Handling of the patient.
Spasticity
Spasticity: Often higher
on Mondays, with infections of the bladder and injuries at the toes
or elsewhere. Apart from these specific cases, spasticity usually
is reduced in the course of a training session . Only rarely the
opposite happens, in this case check the position of the harness:
Ease a too high pressure possibly put on the adductors. Otherwise
stop training for this day and try to find out the cause for the
enhanced spasticity.
Clonus: When clonus in the ankle and/or knee
joints develops this is often a sign of the patient getting tired
and loosing attention.
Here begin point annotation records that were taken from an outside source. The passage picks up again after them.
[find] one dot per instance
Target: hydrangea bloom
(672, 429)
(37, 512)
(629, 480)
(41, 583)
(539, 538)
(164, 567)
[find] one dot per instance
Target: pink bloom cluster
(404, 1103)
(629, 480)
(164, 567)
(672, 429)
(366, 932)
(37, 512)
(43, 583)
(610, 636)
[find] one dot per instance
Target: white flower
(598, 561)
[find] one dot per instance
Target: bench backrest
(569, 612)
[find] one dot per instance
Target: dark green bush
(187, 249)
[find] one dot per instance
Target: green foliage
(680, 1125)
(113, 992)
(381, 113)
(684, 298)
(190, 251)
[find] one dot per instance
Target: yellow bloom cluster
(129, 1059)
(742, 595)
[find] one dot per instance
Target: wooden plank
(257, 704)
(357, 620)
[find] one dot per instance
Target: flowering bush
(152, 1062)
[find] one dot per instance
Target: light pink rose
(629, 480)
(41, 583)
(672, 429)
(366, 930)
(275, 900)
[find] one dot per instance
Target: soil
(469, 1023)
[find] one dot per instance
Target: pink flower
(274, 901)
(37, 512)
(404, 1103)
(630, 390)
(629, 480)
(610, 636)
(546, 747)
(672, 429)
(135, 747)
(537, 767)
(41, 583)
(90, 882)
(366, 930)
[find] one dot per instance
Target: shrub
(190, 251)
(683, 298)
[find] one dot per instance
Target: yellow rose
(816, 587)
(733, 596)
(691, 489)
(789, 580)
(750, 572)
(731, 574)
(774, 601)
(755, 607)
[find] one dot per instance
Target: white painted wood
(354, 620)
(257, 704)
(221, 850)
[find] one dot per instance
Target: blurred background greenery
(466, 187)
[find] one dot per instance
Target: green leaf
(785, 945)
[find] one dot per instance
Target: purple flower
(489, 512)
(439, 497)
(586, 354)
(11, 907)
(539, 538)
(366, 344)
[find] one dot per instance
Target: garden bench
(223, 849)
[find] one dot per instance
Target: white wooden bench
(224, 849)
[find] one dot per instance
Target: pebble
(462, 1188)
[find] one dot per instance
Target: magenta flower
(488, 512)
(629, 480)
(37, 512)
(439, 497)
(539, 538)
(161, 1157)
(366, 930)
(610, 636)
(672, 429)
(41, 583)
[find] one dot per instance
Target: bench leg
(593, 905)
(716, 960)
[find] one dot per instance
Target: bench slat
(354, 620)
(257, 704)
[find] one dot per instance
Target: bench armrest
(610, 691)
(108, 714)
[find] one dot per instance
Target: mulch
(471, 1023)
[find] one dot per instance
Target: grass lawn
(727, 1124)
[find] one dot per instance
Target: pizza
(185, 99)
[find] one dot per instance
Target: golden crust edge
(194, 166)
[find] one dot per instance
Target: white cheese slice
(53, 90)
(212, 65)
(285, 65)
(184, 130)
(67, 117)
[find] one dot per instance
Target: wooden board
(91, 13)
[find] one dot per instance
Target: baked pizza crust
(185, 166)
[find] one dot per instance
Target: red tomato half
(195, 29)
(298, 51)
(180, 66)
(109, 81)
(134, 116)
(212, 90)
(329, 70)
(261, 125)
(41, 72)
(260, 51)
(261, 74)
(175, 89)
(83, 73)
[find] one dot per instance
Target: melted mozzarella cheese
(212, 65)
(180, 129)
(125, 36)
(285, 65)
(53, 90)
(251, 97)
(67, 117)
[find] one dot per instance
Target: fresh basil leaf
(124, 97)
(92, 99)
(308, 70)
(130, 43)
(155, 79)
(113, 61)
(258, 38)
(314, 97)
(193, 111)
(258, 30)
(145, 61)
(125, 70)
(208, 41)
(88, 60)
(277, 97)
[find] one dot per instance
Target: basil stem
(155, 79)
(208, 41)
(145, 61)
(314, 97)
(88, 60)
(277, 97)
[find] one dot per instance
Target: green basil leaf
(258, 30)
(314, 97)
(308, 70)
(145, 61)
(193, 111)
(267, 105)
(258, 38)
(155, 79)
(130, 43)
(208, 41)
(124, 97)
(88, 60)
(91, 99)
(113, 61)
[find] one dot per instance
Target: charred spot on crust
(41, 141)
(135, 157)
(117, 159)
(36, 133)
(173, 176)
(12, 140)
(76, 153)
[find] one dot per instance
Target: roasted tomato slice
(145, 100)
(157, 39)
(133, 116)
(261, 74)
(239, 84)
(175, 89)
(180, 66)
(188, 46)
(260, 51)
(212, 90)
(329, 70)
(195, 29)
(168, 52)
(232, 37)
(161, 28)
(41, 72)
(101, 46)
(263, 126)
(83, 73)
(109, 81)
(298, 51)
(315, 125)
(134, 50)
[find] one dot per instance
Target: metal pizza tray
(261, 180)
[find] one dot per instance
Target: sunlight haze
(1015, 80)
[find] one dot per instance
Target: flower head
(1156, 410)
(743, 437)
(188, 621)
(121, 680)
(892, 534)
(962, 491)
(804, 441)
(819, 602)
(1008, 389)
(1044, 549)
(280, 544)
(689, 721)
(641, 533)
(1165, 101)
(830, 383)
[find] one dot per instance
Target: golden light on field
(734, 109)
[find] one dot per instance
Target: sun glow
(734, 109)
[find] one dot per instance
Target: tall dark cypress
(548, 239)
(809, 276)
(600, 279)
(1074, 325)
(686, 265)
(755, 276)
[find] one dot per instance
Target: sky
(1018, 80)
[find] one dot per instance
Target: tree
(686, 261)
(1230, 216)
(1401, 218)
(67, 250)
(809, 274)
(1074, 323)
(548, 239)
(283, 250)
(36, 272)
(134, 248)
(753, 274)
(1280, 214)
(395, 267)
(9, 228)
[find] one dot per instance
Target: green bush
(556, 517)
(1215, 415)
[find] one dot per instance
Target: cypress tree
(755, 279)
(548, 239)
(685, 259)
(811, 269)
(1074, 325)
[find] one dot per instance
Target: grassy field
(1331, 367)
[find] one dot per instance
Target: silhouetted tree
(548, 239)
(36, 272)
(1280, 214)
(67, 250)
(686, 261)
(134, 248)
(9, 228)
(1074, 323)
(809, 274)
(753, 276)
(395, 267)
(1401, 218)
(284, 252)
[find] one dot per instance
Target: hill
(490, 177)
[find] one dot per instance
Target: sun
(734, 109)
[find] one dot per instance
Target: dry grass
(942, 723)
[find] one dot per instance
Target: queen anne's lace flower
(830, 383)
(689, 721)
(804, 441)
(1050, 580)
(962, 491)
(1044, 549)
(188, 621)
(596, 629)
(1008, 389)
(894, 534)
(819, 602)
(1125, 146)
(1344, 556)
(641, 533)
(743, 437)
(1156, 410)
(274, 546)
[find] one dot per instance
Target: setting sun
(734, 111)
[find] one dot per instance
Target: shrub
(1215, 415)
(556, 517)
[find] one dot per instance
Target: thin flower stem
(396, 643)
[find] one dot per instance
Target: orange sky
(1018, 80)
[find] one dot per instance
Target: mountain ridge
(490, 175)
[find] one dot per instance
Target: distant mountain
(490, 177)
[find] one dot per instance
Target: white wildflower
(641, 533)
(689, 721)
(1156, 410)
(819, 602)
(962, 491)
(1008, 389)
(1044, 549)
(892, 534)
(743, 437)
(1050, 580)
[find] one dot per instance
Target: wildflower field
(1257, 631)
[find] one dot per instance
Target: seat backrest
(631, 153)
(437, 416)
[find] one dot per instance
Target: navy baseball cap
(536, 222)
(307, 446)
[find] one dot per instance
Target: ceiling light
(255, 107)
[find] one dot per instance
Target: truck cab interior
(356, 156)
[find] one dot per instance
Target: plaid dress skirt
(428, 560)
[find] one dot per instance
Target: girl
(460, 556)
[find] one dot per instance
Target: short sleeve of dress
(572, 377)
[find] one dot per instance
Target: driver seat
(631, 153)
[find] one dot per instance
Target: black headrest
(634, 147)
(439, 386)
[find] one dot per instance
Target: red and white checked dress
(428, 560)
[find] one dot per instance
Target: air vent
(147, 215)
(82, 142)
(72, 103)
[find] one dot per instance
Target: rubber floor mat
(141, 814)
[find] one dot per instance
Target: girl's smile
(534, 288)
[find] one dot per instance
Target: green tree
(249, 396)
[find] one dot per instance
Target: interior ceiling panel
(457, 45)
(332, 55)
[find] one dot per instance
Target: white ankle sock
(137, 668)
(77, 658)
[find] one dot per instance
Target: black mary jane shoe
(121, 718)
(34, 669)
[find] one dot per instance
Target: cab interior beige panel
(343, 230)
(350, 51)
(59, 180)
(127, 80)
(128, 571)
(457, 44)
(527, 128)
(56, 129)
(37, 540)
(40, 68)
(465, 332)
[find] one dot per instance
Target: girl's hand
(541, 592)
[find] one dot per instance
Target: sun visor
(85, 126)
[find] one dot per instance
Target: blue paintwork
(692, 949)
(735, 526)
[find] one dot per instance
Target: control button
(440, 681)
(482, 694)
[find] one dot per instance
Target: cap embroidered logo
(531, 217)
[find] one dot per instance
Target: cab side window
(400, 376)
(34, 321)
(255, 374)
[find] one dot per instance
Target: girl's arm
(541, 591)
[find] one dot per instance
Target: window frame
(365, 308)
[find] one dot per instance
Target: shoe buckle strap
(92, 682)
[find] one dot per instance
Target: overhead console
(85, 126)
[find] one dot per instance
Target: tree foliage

Try to have the patient put more weight onto
the limb early in stance; calm him down, try reduced speed. Help
with knee extension, perform already during heel strike. If all
fails take a short break. It is the quality of walking which counts,
not primarily quantity of movement however performed.
Antispastic medication: Antispastic drugs may
reduce voluntary activity as well, thus we try to avoid them as
much as possible. When reducing the amount taken (gradually over
weeks), some problems during the night might arise with spastic
movements (with the blankets being delivered to the ground). Chronic
patients who are used to take the antispastic drugs often realize
an increase in voluntary force upon withdrawing and such patients
will tolerate the nightly troubles. It is worse with acute patients
who don't have these experience. However, we don't in all patients
reduce antispastic drugs to zero, usually it is a matter of titration
between reduction in voluntary activity and too high spasticity.